Tarpley: You say if someone uses the bitcoin logo they have to pay you.

Uncomfortable: Incorrect. The bitcoin logo is in the public domain, but if I put a bag of money around you have to pay me. OK? And the euro sign, if someone had put a euro sign on a bag of money, they would have paid me.

Tarpley: How much would they pay you?

Uncomfortable: That’s what I want. Whatever the legal system allows.

Tarpley: Has this ever happened?

Uncomfortable: Yes. It happens regularly. Occasionally, but money is money.

Laura Franco, a trademark attorney at the San Francisco law firm Winston and Strawn, says this slightly misrepresents Simmons’ trademark rights. “I’ve been at the front row and the center of KISS shows, but you can’t just brand and say ‘it’s mine’,” she explained. “You have to take that brand, put it on the market, get people to start recognizing it as a brand, and only then do you have rights.”

Even though Simmons didn’t directly answer my question about how much money he has, it’s clear he has many sources of income.
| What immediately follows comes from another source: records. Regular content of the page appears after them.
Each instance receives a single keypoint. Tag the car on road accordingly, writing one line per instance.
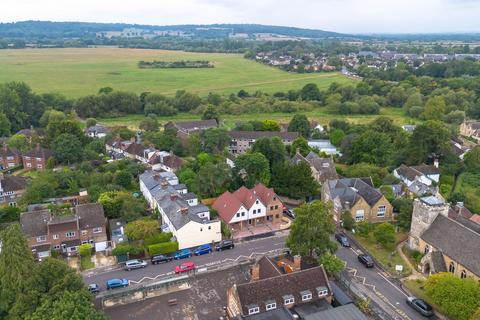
(225, 244)
(185, 267)
(366, 260)
(135, 264)
(117, 283)
(340, 237)
(182, 254)
(203, 249)
(160, 258)
(420, 306)
(93, 288)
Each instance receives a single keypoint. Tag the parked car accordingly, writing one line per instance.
(117, 283)
(182, 254)
(225, 244)
(185, 267)
(203, 249)
(160, 258)
(421, 306)
(340, 237)
(366, 260)
(93, 288)
(135, 264)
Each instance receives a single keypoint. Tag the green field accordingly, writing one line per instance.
(75, 72)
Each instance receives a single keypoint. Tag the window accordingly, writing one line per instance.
(271, 306)
(381, 211)
(451, 268)
(253, 310)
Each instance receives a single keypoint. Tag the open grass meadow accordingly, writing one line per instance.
(75, 72)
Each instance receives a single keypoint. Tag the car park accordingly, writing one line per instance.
(117, 283)
(185, 267)
(135, 264)
(366, 260)
(420, 306)
(160, 258)
(93, 288)
(224, 245)
(340, 237)
(182, 254)
(203, 249)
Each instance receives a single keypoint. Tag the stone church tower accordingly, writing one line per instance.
(425, 210)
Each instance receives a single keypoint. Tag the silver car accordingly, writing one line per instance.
(135, 264)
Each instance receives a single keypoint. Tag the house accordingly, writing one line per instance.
(45, 232)
(449, 241)
(166, 161)
(180, 211)
(9, 157)
(358, 196)
(249, 207)
(242, 141)
(420, 180)
(37, 158)
(96, 131)
(323, 169)
(276, 285)
(11, 189)
(471, 129)
(185, 129)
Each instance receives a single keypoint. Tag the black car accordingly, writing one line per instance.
(421, 306)
(160, 258)
(93, 288)
(224, 245)
(340, 237)
(366, 260)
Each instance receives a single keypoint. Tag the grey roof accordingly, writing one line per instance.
(346, 312)
(455, 240)
(352, 189)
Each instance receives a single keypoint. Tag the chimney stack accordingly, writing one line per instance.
(297, 262)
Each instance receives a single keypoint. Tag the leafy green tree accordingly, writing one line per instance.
(311, 230)
(385, 234)
(67, 148)
(458, 298)
(300, 124)
(16, 265)
(331, 263)
(251, 168)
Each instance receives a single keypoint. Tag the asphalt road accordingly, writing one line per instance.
(373, 278)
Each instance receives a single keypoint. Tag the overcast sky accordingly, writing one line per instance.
(348, 16)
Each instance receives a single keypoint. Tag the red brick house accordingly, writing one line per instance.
(36, 159)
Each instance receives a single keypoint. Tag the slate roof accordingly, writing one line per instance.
(456, 241)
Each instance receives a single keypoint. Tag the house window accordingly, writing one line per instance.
(271, 306)
(381, 211)
(451, 267)
(360, 215)
(253, 310)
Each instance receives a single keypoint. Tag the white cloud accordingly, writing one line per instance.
(349, 16)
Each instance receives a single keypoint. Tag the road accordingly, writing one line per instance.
(373, 278)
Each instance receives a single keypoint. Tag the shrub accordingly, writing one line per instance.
(162, 248)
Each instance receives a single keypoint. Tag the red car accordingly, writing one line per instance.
(185, 267)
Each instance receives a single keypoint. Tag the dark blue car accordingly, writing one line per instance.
(203, 249)
(182, 254)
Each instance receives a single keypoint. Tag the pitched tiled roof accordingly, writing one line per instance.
(456, 241)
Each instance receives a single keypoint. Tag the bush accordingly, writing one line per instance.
(158, 238)
(162, 248)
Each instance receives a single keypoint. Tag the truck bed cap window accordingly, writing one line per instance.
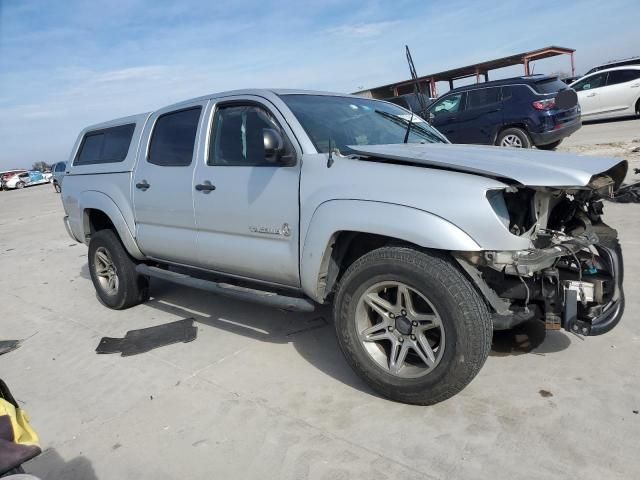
(109, 145)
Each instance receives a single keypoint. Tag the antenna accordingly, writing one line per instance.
(416, 83)
(330, 157)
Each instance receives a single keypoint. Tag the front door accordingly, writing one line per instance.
(163, 185)
(590, 93)
(246, 208)
(481, 117)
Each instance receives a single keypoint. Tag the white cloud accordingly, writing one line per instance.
(363, 30)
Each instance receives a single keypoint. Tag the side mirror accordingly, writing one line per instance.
(273, 145)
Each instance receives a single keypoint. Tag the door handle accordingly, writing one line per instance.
(143, 185)
(205, 187)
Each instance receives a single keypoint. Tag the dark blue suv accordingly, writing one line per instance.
(534, 110)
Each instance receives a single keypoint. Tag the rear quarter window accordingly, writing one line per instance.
(109, 145)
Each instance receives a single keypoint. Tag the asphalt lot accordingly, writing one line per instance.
(266, 394)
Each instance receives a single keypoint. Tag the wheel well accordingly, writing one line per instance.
(521, 126)
(344, 249)
(96, 220)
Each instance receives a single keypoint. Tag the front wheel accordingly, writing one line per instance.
(113, 272)
(514, 137)
(411, 325)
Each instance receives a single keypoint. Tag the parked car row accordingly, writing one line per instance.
(528, 111)
(613, 92)
(17, 179)
(534, 110)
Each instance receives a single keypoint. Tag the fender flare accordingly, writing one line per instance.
(389, 219)
(92, 199)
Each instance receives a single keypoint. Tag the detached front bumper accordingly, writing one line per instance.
(545, 286)
(611, 313)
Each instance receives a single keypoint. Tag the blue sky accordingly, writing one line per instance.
(67, 64)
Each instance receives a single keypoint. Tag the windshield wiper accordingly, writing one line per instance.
(406, 134)
(403, 121)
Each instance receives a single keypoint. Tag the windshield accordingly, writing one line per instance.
(343, 121)
(550, 85)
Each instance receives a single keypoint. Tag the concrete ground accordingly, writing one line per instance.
(266, 394)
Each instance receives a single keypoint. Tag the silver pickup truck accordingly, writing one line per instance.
(293, 199)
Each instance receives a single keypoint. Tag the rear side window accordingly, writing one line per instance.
(483, 96)
(110, 145)
(551, 85)
(622, 76)
(238, 139)
(174, 138)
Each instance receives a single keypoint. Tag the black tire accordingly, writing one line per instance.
(464, 316)
(549, 146)
(519, 135)
(132, 288)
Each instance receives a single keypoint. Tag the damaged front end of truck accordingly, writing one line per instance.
(571, 276)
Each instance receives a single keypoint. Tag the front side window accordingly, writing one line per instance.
(622, 76)
(109, 145)
(482, 97)
(594, 81)
(338, 122)
(238, 136)
(174, 137)
(450, 104)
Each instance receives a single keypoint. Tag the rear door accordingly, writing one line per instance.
(446, 112)
(622, 90)
(247, 209)
(482, 116)
(589, 92)
(163, 184)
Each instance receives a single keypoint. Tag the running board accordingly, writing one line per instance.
(294, 304)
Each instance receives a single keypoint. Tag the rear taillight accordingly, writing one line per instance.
(544, 104)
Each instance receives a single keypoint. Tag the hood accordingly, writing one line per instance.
(530, 167)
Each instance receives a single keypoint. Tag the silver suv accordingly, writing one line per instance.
(293, 199)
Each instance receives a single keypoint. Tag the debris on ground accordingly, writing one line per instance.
(146, 339)
(627, 194)
(7, 346)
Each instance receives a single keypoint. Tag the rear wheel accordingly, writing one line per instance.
(549, 146)
(514, 137)
(411, 325)
(113, 272)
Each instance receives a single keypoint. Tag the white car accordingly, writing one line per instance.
(614, 92)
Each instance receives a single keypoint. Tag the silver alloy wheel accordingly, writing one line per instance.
(106, 271)
(511, 141)
(400, 329)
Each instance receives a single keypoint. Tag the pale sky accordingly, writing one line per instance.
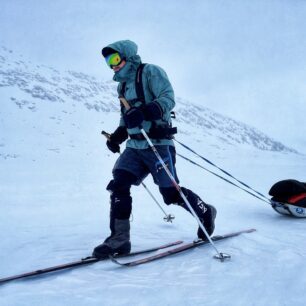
(243, 58)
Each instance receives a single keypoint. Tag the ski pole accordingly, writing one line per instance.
(168, 217)
(219, 255)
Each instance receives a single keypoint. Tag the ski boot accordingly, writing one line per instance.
(117, 243)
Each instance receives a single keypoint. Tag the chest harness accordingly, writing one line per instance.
(157, 131)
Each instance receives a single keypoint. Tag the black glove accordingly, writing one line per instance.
(115, 139)
(133, 117)
(153, 111)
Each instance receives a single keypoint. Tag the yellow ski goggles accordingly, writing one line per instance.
(113, 60)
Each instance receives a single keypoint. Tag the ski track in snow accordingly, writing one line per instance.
(54, 169)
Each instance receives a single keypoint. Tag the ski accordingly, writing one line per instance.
(178, 249)
(82, 262)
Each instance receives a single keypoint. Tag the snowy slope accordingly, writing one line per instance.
(54, 169)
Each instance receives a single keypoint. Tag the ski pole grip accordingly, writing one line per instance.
(107, 135)
(125, 103)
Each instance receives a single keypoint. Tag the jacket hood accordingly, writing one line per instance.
(128, 50)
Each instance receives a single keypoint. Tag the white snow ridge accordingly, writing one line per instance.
(54, 206)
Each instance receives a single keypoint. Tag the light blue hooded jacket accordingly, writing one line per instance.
(156, 87)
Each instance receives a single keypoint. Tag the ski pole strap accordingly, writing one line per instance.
(225, 172)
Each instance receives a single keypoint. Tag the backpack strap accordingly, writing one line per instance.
(139, 85)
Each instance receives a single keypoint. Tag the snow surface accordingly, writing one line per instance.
(54, 169)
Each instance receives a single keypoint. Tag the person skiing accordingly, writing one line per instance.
(150, 95)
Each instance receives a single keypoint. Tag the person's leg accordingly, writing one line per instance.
(128, 171)
(120, 211)
(205, 212)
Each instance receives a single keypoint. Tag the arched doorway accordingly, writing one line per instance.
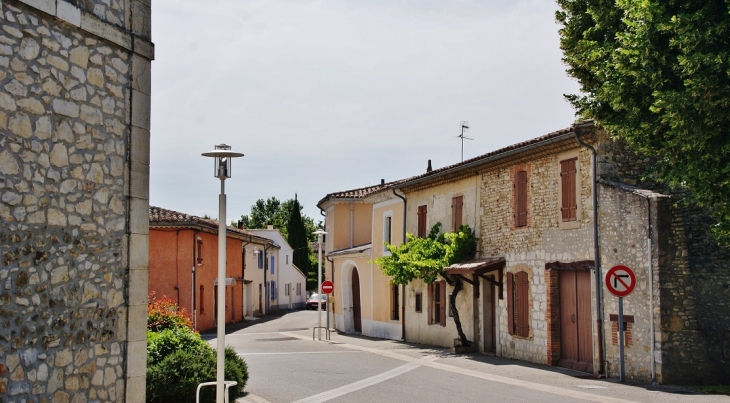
(356, 300)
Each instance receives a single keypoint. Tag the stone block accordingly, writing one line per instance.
(69, 13)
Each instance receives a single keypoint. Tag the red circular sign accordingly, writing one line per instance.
(620, 281)
(327, 287)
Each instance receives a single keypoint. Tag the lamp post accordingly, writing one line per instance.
(319, 234)
(222, 155)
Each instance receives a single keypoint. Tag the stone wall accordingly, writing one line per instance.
(74, 157)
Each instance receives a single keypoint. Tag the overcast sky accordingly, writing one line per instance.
(324, 96)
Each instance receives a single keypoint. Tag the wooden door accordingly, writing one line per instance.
(356, 300)
(576, 348)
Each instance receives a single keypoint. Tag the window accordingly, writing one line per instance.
(520, 198)
(436, 303)
(395, 302)
(569, 205)
(518, 304)
(387, 231)
(199, 251)
(457, 210)
(422, 214)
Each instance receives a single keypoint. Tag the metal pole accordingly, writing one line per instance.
(319, 284)
(622, 376)
(220, 317)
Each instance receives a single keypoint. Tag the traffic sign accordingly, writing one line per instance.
(327, 287)
(620, 281)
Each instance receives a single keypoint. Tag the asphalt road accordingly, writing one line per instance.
(286, 365)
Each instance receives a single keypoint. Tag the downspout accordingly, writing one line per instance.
(403, 292)
(194, 305)
(596, 255)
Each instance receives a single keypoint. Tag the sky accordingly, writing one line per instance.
(324, 96)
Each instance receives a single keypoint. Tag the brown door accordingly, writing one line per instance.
(356, 300)
(576, 348)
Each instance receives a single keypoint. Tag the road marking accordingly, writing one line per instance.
(362, 384)
(300, 352)
(428, 361)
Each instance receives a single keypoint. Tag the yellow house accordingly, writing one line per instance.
(358, 222)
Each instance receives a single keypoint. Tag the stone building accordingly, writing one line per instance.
(553, 215)
(74, 163)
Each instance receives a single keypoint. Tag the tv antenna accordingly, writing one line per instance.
(464, 128)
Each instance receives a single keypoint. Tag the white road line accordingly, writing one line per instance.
(300, 352)
(428, 362)
(373, 380)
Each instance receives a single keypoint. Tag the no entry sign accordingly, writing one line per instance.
(327, 287)
(620, 281)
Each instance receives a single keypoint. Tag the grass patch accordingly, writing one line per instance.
(713, 389)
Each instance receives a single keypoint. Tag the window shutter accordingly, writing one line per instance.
(510, 304)
(567, 178)
(523, 314)
(430, 303)
(457, 204)
(520, 199)
(442, 306)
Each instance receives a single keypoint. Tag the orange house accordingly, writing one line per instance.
(183, 265)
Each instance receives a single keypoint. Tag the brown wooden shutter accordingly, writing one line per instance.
(457, 204)
(442, 307)
(523, 313)
(510, 304)
(569, 203)
(520, 198)
(430, 303)
(422, 214)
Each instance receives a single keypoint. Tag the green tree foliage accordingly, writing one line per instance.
(426, 258)
(274, 212)
(298, 237)
(656, 73)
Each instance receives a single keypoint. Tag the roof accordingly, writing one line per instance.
(160, 217)
(477, 266)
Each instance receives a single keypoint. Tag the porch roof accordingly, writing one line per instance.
(477, 266)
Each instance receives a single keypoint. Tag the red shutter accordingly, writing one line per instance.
(569, 200)
(442, 307)
(456, 212)
(523, 313)
(430, 303)
(520, 199)
(510, 304)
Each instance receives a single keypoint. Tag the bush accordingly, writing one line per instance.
(178, 360)
(164, 313)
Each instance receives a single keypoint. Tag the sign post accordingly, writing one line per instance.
(620, 281)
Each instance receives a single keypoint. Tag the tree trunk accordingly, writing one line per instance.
(456, 283)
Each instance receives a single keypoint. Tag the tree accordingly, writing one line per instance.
(298, 237)
(655, 73)
(426, 258)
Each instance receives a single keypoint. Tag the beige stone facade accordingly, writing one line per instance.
(74, 159)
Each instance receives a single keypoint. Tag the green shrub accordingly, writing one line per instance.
(178, 360)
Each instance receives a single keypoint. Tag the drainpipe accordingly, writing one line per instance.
(651, 291)
(403, 292)
(194, 305)
(596, 254)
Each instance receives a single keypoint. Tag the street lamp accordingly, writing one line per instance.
(222, 155)
(319, 234)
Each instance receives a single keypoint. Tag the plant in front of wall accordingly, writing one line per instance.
(426, 258)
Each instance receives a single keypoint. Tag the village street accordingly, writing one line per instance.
(286, 365)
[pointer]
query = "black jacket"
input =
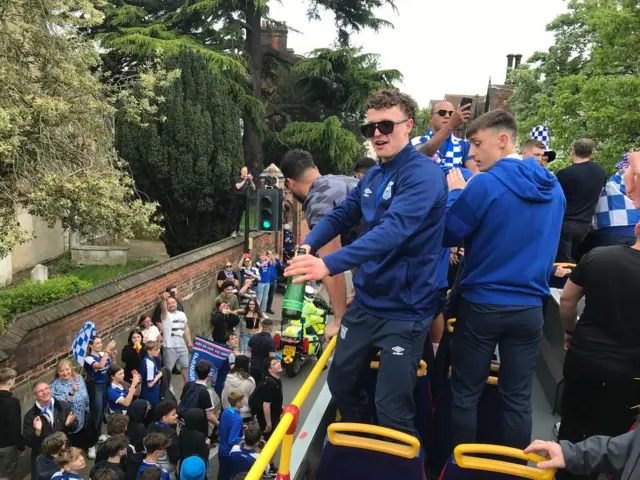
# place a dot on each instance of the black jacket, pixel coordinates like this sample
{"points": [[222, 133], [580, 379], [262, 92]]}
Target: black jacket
{"points": [[10, 415], [61, 410], [193, 436]]}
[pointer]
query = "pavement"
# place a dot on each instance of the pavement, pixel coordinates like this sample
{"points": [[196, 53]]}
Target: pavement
{"points": [[290, 388]]}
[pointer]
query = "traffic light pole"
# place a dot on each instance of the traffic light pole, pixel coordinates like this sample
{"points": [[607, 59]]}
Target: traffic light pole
{"points": [[247, 214]]}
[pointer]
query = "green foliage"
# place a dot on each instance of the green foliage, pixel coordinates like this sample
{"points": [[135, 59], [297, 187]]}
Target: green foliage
{"points": [[587, 84], [32, 294], [187, 162]]}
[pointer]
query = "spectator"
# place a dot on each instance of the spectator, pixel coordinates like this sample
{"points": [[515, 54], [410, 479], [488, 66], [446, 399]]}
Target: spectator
{"points": [[196, 394], [136, 429], [239, 379], [12, 443], [252, 317], [230, 433], [70, 387], [167, 415], [47, 416], [603, 355], [248, 271], [115, 449], [243, 456], [533, 148], [227, 296], [274, 267], [193, 468], [440, 142], [582, 183], [132, 354], [194, 435], [223, 321], [116, 425], [362, 166], [45, 464], [262, 289], [228, 275], [242, 186], [119, 394], [261, 346], [97, 364], [271, 397], [176, 334], [156, 445], [71, 461], [501, 299], [150, 375], [150, 333]]}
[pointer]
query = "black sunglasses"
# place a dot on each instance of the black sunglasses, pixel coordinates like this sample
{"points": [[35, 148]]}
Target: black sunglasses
{"points": [[385, 127]]}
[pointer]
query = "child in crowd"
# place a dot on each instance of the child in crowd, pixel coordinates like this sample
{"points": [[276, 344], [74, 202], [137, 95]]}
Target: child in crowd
{"points": [[243, 456], [46, 464], [155, 445], [71, 462], [230, 433], [115, 448]]}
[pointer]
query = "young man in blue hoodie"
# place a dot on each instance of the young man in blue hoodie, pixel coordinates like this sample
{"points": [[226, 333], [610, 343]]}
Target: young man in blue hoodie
{"points": [[402, 201], [510, 219]]}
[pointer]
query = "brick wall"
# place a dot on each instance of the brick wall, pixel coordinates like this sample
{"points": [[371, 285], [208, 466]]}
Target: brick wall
{"points": [[35, 341]]}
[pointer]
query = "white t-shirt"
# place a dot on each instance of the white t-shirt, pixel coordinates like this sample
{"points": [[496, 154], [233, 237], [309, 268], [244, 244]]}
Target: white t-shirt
{"points": [[173, 329]]}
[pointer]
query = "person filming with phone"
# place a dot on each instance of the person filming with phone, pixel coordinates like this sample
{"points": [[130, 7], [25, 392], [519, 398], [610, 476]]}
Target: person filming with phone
{"points": [[440, 142]]}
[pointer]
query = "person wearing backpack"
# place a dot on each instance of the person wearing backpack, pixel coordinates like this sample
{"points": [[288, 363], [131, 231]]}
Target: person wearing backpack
{"points": [[196, 394]]}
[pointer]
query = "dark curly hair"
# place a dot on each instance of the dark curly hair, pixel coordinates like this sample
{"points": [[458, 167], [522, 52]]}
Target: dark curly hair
{"points": [[392, 98]]}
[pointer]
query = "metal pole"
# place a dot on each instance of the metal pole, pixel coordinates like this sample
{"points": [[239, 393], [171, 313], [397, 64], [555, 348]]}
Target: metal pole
{"points": [[247, 212]]}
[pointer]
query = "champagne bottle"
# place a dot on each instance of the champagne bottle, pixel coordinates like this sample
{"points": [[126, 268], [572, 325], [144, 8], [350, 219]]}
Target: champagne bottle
{"points": [[294, 296]]}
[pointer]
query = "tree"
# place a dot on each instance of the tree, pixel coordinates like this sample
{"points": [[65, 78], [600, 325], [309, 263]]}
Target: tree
{"points": [[587, 84], [56, 132], [188, 161]]}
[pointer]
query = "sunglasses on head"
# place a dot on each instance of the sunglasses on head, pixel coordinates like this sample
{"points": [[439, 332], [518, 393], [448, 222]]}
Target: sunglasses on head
{"points": [[385, 127]]}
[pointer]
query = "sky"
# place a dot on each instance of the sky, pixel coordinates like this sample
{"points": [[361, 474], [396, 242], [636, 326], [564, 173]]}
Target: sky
{"points": [[440, 46]]}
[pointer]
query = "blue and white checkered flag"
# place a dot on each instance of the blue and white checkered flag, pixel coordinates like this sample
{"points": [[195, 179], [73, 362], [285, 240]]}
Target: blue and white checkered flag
{"points": [[80, 344], [541, 133]]}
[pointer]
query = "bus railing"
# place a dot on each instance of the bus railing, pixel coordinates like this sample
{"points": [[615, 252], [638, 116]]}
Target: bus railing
{"points": [[286, 429]]}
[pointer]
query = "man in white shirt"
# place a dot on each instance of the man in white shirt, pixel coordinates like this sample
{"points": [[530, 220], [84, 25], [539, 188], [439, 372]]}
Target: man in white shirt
{"points": [[176, 335]]}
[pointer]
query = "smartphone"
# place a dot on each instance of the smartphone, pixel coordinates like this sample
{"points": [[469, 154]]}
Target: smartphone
{"points": [[466, 101]]}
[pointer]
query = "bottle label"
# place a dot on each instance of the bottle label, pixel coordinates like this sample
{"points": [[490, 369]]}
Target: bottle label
{"points": [[292, 304]]}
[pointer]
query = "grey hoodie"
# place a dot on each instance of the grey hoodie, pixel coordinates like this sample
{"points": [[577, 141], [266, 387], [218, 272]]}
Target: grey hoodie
{"points": [[236, 382]]}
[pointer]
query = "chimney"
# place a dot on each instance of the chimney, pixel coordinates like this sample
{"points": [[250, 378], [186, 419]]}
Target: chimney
{"points": [[518, 60]]}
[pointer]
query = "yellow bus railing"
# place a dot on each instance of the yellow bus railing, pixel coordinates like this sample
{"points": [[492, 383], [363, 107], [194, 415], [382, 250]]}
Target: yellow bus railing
{"points": [[286, 429]]}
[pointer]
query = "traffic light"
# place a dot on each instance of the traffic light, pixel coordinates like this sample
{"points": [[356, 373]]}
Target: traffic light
{"points": [[269, 210]]}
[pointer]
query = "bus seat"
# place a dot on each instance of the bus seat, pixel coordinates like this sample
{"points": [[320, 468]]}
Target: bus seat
{"points": [[464, 464], [351, 452]]}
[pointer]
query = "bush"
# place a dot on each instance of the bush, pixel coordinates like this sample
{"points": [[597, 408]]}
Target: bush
{"points": [[32, 294]]}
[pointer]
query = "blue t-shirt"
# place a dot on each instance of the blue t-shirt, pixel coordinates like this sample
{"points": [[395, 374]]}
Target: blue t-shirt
{"points": [[102, 374], [145, 465], [113, 395]]}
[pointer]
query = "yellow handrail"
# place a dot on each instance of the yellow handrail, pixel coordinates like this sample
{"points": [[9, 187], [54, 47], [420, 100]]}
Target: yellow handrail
{"points": [[408, 448], [464, 460], [280, 434]]}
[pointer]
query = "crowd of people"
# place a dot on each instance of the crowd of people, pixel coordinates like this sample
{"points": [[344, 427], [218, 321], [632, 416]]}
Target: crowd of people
{"points": [[149, 433]]}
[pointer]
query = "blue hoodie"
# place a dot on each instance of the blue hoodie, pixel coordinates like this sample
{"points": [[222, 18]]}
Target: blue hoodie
{"points": [[453, 195], [510, 219], [402, 203]]}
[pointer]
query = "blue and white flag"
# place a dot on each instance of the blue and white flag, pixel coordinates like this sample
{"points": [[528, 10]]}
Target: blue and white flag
{"points": [[210, 352], [80, 344]]}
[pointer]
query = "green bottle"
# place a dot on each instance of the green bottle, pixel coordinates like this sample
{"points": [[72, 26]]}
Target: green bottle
{"points": [[294, 297]]}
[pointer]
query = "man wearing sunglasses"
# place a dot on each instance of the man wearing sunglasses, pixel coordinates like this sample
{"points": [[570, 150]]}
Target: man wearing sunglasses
{"points": [[440, 142], [402, 202]]}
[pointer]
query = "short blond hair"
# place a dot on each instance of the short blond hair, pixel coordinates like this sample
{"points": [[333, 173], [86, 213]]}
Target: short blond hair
{"points": [[235, 397]]}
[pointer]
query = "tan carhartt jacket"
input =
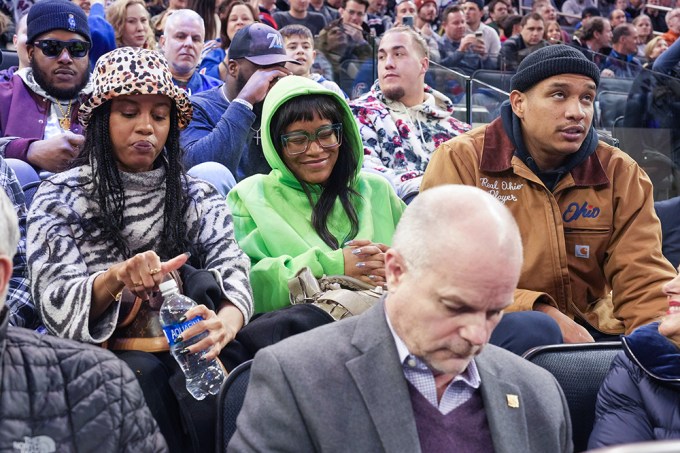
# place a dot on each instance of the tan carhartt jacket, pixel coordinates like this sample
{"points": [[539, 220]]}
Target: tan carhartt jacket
{"points": [[592, 247]]}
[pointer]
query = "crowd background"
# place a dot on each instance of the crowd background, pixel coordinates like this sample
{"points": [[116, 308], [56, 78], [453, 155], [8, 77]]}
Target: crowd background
{"points": [[471, 66], [474, 47]]}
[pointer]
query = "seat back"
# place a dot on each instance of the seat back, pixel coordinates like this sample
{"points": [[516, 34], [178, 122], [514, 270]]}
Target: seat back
{"points": [[610, 105], [231, 398], [619, 84], [657, 446], [497, 79], [580, 370]]}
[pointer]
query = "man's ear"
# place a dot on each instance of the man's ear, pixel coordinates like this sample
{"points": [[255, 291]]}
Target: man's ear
{"points": [[424, 65], [232, 68], [395, 268], [518, 103], [5, 274]]}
He said he took money out of his cannabis company, “Invictus” and “Cool Springs” – the life insurance business he started in 2012. He preferred to call it “strategy. life equity “or” your plan when they hang around you kick and scream underground. The main thing to strategize about, he explained, is how much will go to taxes. “Because you know government is big and bad,” Simmons said. “It’s not corporate governance. It’s just hands in your pocket.

The money bag thing has been pretty lucrative, Simmons said; He owns Soda bag and MoneyBag Vodka, and claims to have recently signed an agreement with a Chinese clothing manufacturer for a “complete line of Moneybag clothing, jewelry and all.” If none of those other apps work, he still has a few years on his mark for the word “Zipper,” the name of his short-lived comic book series.

This is a series called How much money do you have where I ask people how much money they have in total. The last installation was with Gawker owner Bryan Goldberg.